Memory Keys inspects the execution-scoped memory for the current run and returns the list of stored keys. You can optionally filter keys by a prefix and, if desired, trigger a full cleanup of all memory entries for this execution after listing. The node outputs the keys as a JSON array string and an integer count, enabling debugging, introspection, and dynamic control flow based on what has been stored.
Preview

Usage

Use the Memory Keys node when you want to see which items have been written into execution-scoped memory during the current workflow run, or when you need to clear that memory at the end of processing. Common scenarios include: (1) debugging—verifying which steps wrote to memory and under what key names, (2) dynamic branching—checking for the presence of specific keys to decide which downstream path to follow, and (3) cleanup—removing all transient memory to prevent stale data from affecting future runs.

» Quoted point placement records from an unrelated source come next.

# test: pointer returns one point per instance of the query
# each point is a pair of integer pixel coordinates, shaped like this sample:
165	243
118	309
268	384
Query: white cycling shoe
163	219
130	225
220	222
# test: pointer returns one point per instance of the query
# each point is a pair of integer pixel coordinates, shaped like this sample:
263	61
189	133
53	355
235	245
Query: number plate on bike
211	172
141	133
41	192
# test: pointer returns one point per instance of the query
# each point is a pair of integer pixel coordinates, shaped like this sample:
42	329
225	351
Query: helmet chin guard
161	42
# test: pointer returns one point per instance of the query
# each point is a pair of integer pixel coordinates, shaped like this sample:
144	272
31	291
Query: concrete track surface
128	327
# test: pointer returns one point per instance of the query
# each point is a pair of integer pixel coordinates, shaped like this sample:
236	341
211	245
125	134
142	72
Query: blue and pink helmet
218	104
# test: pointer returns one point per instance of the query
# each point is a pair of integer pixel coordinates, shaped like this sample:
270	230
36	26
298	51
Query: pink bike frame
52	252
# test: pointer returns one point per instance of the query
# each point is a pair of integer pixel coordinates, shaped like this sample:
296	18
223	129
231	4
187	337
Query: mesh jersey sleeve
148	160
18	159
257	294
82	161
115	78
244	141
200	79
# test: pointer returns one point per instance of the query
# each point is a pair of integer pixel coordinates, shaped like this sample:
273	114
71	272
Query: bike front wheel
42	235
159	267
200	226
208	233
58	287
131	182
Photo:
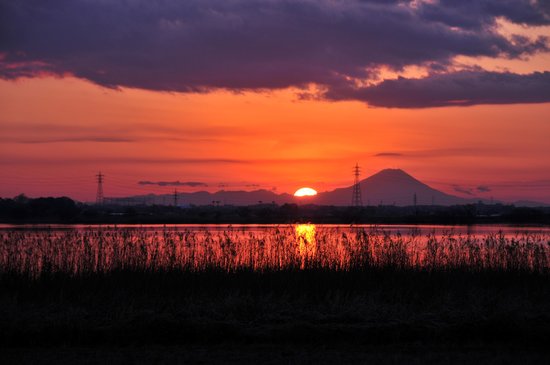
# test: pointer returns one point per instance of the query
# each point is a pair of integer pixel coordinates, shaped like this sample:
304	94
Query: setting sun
305	192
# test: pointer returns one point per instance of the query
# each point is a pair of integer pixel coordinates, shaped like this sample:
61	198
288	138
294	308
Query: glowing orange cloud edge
305	192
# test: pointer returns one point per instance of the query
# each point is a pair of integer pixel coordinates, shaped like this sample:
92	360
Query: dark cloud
174	183
197	45
463	190
388	154
483	189
451	89
476	14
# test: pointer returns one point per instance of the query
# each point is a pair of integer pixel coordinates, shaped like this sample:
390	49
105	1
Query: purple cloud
451	89
174	183
199	45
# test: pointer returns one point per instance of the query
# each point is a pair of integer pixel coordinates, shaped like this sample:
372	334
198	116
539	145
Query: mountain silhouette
391	187
387	187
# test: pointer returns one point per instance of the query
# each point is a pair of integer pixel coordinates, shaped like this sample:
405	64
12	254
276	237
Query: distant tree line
22	209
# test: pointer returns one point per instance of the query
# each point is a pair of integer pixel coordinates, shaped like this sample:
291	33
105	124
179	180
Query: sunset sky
273	94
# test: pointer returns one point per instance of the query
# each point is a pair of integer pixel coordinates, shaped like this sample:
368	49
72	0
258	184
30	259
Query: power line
99	199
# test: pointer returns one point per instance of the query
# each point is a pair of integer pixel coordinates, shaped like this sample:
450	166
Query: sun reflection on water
305	239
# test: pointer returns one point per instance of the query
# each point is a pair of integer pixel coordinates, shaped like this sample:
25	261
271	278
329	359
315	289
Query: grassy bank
377	306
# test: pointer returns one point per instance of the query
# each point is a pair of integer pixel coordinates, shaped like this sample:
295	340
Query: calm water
101	248
422	229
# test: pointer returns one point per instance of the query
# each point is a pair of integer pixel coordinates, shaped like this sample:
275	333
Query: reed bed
300	247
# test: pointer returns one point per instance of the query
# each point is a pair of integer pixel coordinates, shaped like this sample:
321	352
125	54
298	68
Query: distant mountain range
387	187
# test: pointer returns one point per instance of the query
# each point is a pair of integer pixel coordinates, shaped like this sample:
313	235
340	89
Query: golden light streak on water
305	238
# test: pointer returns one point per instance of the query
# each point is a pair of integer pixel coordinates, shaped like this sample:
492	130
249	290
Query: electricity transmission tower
356	197
99	195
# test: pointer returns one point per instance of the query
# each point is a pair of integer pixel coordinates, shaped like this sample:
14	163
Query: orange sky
56	133
59	126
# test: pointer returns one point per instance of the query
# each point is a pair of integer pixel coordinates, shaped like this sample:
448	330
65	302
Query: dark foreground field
291	316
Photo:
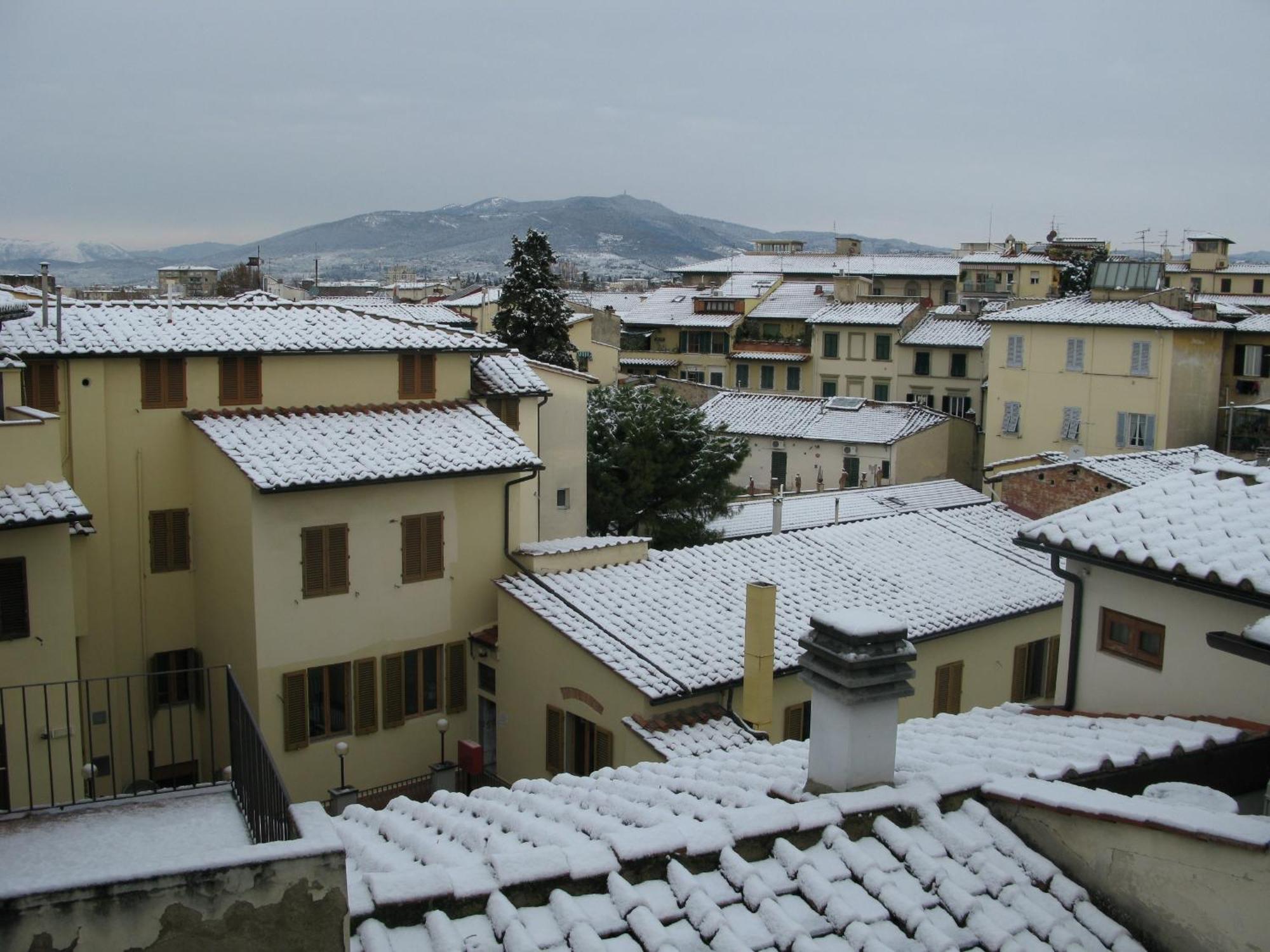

Typically, one or more upstream nodes (such as Memory Write or other storage-aware nodes) will have stored intermediate results in execution memory using descriptive key names (e.g., "step.load_data", "cache.response.1"). Insert Memory Keys mid-pipeline (with cleanup disabled) to inspect available keys, then pass the JSON list of keys into an LLM node or a parser node to select which keys to read next via Memory Read. At the end of a workflow, you might add a Memory Keys node with cleanup enabled in a finalization branch to both capture a snapshot of what was stored and then fully clear the execution memory.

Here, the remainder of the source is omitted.